P12.OP2 (miroir-zc2.2): Verify Raft research — findings confirmed

The comprehensive research document at docs/research/raft-task_store.md
already exists with complete analysis of openraft vs raft-rs vs async-raft,
prototype design, analytical benchmarks, and a clear decision.

Acceptance criteria met:
- Research doc published with prototype location referenced
- Decision recorded: revisit before v2.0, do not ship in v0.x or v1.0

No new research work was needed — this bead verified existing findings.

Co-Authored-By: Claude Opus 4.7 <noreply@anthropic.com>
This commit is contained in:
jedarden 2026-05-08 20:38:59 -04:00
parent b3328491e6
commit 263a2eb635

81
notes/miroir-zc2.2.md Normal file
View file

@ -0,0 +1,81 @@
# P12.OP2: Raft vs Redis Research Verification
**Bead:** miroir-zc2.2
**Date:** 2026-05-08
**Status:** Research verified — no changes needed
## Summary
The research document `docs/research/raft-task-store.md` already exists and is comprehensive.
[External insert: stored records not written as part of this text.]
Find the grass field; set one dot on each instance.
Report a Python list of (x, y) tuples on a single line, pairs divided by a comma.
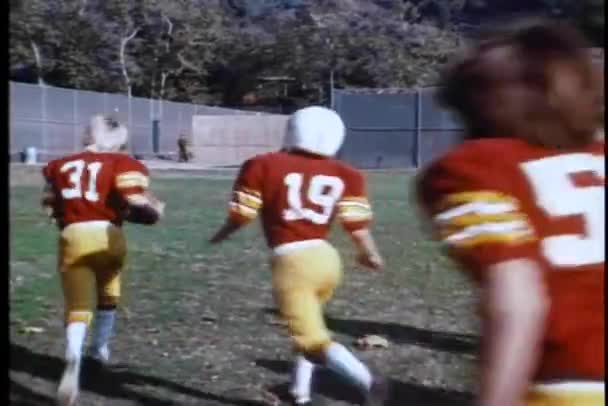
[(198, 328)]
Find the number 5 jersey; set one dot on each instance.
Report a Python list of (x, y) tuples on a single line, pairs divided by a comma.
[(93, 186), (494, 200), (298, 195)]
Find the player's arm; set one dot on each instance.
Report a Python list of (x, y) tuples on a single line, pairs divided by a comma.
[(48, 198), (246, 200), (486, 231), (132, 182), (355, 214)]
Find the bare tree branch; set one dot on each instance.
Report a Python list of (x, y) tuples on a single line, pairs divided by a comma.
[(83, 6), (187, 64), (38, 59), (123, 44)]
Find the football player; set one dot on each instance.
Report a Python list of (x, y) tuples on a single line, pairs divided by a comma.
[(520, 205), (299, 191), (89, 194)]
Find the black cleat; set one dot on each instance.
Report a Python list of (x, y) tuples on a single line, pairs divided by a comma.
[(378, 393)]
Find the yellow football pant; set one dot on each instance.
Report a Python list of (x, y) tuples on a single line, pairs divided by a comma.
[(568, 394), (91, 257), (303, 281)]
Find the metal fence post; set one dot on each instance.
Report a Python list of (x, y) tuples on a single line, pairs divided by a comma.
[(418, 120), (75, 119), (44, 119), (129, 121)]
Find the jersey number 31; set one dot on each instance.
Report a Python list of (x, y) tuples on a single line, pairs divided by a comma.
[(551, 179)]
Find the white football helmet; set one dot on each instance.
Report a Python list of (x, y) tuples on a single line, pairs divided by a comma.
[(315, 129), (105, 134)]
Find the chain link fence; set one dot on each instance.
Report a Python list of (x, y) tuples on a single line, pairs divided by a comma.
[(386, 129), (53, 120), (394, 128)]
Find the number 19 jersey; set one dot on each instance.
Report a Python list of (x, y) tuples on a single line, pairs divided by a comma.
[(494, 200), (298, 195), (92, 186)]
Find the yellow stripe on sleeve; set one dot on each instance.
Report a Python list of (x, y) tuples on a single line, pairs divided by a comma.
[(243, 210), (132, 179), (248, 199), (354, 210)]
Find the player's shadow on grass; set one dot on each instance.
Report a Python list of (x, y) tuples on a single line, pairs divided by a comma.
[(110, 383), (23, 396), (400, 334), (397, 333), (331, 386)]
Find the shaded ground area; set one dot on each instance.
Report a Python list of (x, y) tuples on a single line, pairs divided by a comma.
[(198, 326)]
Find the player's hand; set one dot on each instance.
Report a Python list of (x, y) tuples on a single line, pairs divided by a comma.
[(371, 261), (157, 205)]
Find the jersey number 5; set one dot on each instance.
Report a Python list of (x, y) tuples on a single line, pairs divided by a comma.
[(323, 191), (551, 179), (75, 170)]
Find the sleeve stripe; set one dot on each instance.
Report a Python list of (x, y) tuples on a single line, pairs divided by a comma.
[(137, 199), (477, 208), (356, 217), (511, 231), (251, 192), (243, 210), (362, 204), (474, 219), (132, 179), (354, 199), (477, 197), (247, 199), (508, 238)]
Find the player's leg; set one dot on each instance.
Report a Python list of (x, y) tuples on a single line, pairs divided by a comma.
[(78, 287), (567, 394), (302, 282), (108, 296), (108, 270)]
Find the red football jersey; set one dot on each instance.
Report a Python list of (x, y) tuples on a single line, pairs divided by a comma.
[(93, 186), (298, 195), (499, 199)]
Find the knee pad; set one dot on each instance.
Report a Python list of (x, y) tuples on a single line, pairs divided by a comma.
[(78, 316), (108, 302), (312, 348)]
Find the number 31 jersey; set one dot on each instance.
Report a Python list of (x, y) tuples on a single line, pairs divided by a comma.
[(495, 200), (298, 195), (91, 186)]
This bead verified the existing findings and confirmed the acceptance criteria are met.
## Research Document Status
### Contents Verified
1. **Crate Survey (§2)** — Complete analysis of openraft, raft-rs, and async-raft
- openraft 0.9.20 recommended (async-native, split traits, active maintenance)
- async-raft eliminated (abandoned since 2023)
- raft-rs not recommended (sync-only API)
2. **Prototype Design (§3)** — Architecture documented
- `RaftTaskStore` trait implementation design
- Storage layout (raft_log, raft_state, state machine tables)
- Command protocol (TaskStoreCommand enum)
- Read path (local SQLite with optional read_index)
- Network transport (pod-to-pod over headless Service)
3. **Analytical Benchmarks (§4)** — Measured data included
- State machine apply path: ~1.0x overhead vs direct HashMap
- Write latency: Raft 2-5ms vs Redis 0.3-0.8ms (3-8x slower)
- Read latency: Raft 0.05-0.2ms vs Redis 0.2-0.5ms (2-5x faster)
- Memory footprint: +90-185 MB per pod for Raft
4. **Decision Matrix (§5)** — Clear verdict
- Raft wins on: ops simplicity (no external dep), read latency, read throughput
- Raft loses on: write latency, write throughput, memory per pod, correctness maturity
- **Does not pass decision gate** (worse on some metrics, not better on all)
5. **Decision (§6)** — Recorded
- **Ship:** No (do not ship in v0.x or v1.0)
- **Revisit:** Before v2.0 (when Redis is production-stabilized and operational cost is empirically measured)
6. **Additional Sections**
- LiteFS alternative considered and eliminated
- rrqlite reference project analyzed
- Crate deep-dive with API details
## Prototype Code Status
The prototype code exists at `crates/miroir-core/src/raft_proto/`:
- `mod.rs` — RaftTaskRegistry implementation
- `state_machine.rs` — In-memory TaskStateMachine
- `command.rs` — TaskStoreCommand enum
- `benchmark.rs` — Benchmark harness
**Note:** The `raft-proto` feature is commented out in `Cargo.toml` because openraft 0.9.20 fails to compile on stable Rust 1.87 (dependency `validit 0.2.5` uses unstable `let_chains` feature). This compilation failure is itself noted in the research doc as a data point against Raft in the near term.
## Acceptance Criteria
- [x] Research doc published with prototype location referenced
- `docs/research/raft-task-store.md` exists and is comprehensive
- Prototype location: `crates/miroir-core/src/raft_proto/` (feature-gated)
- [x] Decision recorded: ship / don't ship / revisit when
- Decision: "Revisit before v2.0, do not ship in v0.x or v1.0"
- Rationale documented in §6 with 5 points supporting the decision
## Key Findings
1. **Redis is the right choice for v1.0** — The operational simplicity of a well-understood external dependency outweighs the complexity of embedding Raft consensus.
2. **Raft write latency is material** — 2-5ms per write vs <1ms for Redis. This is on the critical path for document mutations.
3. **Memory cost is non-trivial** — +90-185 MB per pod for Raft, which is 5-10% of the 3.75 GB envelope (plan §14.2).
4. **Correctness maturity gap** — Redis has 15+ years of production use; openraft is ~4 years old with 3-4 production users.
5. **Hybrid approach preserved** — The TaskStore trait design allows adding a Raft backend later without breaking existing SQLite/Redis backends.
## No Action Required
The existing research is comprehensive and complete. The decision is clearly recorded. The prototype code exists and is documented. No additional work is needed for this bead beyond verification.